Jean Auguste Ingres,

Gustave Courbet,
The old saying that there are "two sides to every story" is not only true but deeply profound as well. It seems that everything in western civilization is divided into two parts. To oversimplify a concept that is often grossly complex, these two "sides" can be boiled down to that which can be "seen" and that which is only "felt". In academia we refer to them as the arts and sciences; in politics, liberal and conservative. Even art itself has always had two camps. In the early 1800s, they were represented by the artists Jean Auguste Ingres on the one side and Gustave Courbet on the other. Today we might call this dichotomy abstraction versus realism.

White on White, 1918
Kasimer Malevich
Black Square on a
White Field, 1915,
Kasimer Malevich
The dominance of one or the other of these two schools of thought swings back and forth like a pendulum. It's called change and as some ancient philosopher no doubt noted, change is, ironically, the only constant in life. And, it is very nearly a definition of art. Of course that which can only be observed and that which can only be felt are both extremes. Naturally, reality (as opposed to Realism) lies somewhere in the middle.

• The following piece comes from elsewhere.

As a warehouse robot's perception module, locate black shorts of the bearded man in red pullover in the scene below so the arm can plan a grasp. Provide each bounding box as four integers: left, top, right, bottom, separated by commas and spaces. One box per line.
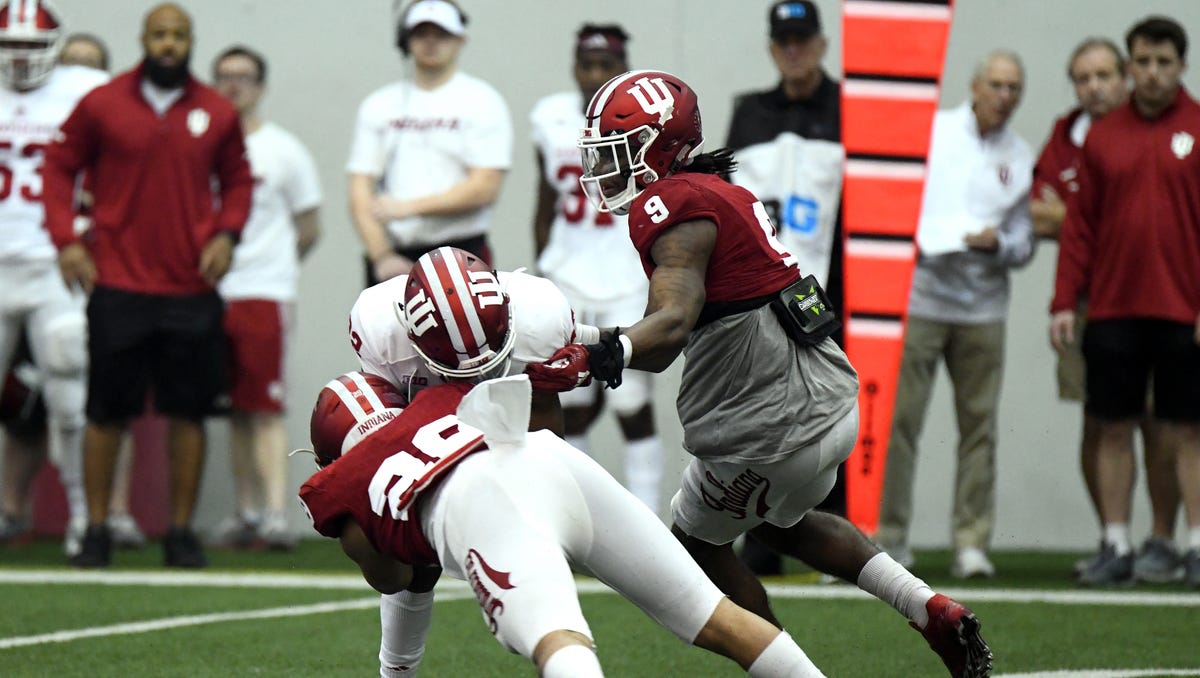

Extreme positions are always untenable. And likewise, that art which clings to either extreme, while serving the purpose of defining the limitations of what "is" or "isn't" art, is also, by its very nature, cold, empty, often ugly, and in most cases, just plain boring. The ultimate in abstract minimalism, a plain, blank canvas (arguably all black or all white), would be just as uninspiring as the most realistically painted depiction of the smallest visible detail of molecular science.

Exotic Landscape, 1908
Henri Rousseau
Wood Lane, 1876,
Claude Monet
In art, nature, philosophy, politics, literature, and romance--literally any human endeavor-- some semblance of balance is needed. In art we have the Romantic landscapes of Rousseau and the observed impressions of Monet. Neither are extremes. Each however lean toward opposite polarities and both are as beautiful as they are inspiring. But perfect balance is also an extreme. Because it implies a least-common-denominator blandness, it is just as uninspiring as that art which lies at the extremes. Like a chess tourney in which every game ends in a draw, the result is not interest but ennui. If the pendulum stops, so does change, so does time, life, and art.